2007年5月30日水曜日

アルジャーノンに花束を・・・その3

エリザベス・ムーン の 「くらやみの速さはどれくらい」 という小説があります。
これもSF小説です。

21世紀版「アルジャーノンに花束を」である、という書評を見て手に取る気になりました。実際のところ、主人公が知的障害者であるということ、正常に近づくための手術を主人公が受けるという設定は似ていますが、本当に21世紀版「アルジャーノンに花束を」でしょうか。 

主人公 ルゥは自閉症というハンデを背負っていますが、製薬会社に職を持ち、自立した生活を送っています。 ルゥよりあとに生まれた子供たちは 胎児のうちに自閉症を発見し、治療することが出来る技術が開発されたため、普通の生活をしています。つまり、ルゥとその仲間たちは最後の自閉症世代なのです。 ある日、上司の思惑のために、ルゥに 自閉症治療手術の機会がやってきます。ルゥは手術を受ける決心をしました。

ルゥが、手術を目前にしてハーバー滝という公園へ行き、自然を五感で味わう場面があります。・・・・自閉症である自分を自然は差別しない、認識しない。・・・手術に対するこわさを感じながらも今の今を感じて味わおうとするルゥ・・・その感性の鋭さには 嫉妬してしまうくらいです。
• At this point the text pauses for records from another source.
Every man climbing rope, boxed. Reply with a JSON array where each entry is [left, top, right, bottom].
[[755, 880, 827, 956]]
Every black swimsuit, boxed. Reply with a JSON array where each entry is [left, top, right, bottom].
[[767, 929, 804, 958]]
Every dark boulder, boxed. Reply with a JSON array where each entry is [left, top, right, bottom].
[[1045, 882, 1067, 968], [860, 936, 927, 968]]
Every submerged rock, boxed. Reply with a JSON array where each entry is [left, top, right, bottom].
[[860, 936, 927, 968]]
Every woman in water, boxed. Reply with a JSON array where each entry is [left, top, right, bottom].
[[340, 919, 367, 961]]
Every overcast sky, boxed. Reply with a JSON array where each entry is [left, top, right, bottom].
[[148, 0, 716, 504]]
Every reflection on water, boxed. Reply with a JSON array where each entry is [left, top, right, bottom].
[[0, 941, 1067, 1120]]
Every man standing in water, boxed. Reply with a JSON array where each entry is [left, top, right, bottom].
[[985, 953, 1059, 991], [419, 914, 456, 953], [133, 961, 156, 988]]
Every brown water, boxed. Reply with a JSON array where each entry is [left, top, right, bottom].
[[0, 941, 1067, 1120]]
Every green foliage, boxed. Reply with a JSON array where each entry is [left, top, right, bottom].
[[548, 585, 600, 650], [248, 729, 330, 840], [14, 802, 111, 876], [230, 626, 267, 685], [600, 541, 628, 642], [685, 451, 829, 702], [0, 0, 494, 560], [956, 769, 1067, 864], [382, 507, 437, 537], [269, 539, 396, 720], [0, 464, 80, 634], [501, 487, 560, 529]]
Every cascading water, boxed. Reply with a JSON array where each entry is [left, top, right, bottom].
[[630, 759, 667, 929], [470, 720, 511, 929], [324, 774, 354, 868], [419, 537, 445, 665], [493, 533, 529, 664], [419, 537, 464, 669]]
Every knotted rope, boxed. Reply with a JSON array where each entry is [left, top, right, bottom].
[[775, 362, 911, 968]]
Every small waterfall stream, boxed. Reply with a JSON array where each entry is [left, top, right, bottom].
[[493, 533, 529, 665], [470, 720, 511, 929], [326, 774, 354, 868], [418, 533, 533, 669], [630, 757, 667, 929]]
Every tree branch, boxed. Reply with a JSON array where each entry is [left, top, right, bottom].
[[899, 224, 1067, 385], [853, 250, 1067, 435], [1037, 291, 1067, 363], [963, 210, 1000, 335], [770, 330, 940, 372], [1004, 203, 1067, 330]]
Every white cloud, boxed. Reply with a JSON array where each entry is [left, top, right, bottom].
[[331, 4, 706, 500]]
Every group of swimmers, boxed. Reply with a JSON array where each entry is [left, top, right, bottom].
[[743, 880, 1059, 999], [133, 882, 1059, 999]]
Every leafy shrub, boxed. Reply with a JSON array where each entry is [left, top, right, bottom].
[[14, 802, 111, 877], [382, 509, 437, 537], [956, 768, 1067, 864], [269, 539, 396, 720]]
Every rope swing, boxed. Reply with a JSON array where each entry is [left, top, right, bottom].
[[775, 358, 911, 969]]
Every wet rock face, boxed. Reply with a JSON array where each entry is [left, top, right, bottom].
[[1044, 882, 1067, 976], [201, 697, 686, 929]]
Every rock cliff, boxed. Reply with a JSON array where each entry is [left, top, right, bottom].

ルゥはある意味では 正常、ノーマルとされる人間をこえる能力を持っていますが、人間社会の基準では ルゥは劣った人間ということになります。しかし、ノーマルであるはずのドンはルゥに対し、恋敵として病的なまでに嫉妬し、異常な行動にでます。 正常とはなにか、という規範はどこまで妥当なのか・・・考えさせられます。

作者のエリザベス・ムーンは自閉症児のおかあさんだそうです。 その子が 「くらやみの速さはどれくらい?」とたずねたことから この小説は始まったと聞きます。

自分自身は正常、自閉症児はハンディキャップ、という割り切り方が一般的です。


でも、ルゥ、ドンを比較するとき、正常 とは何なのか という疑問が頭をよぎります。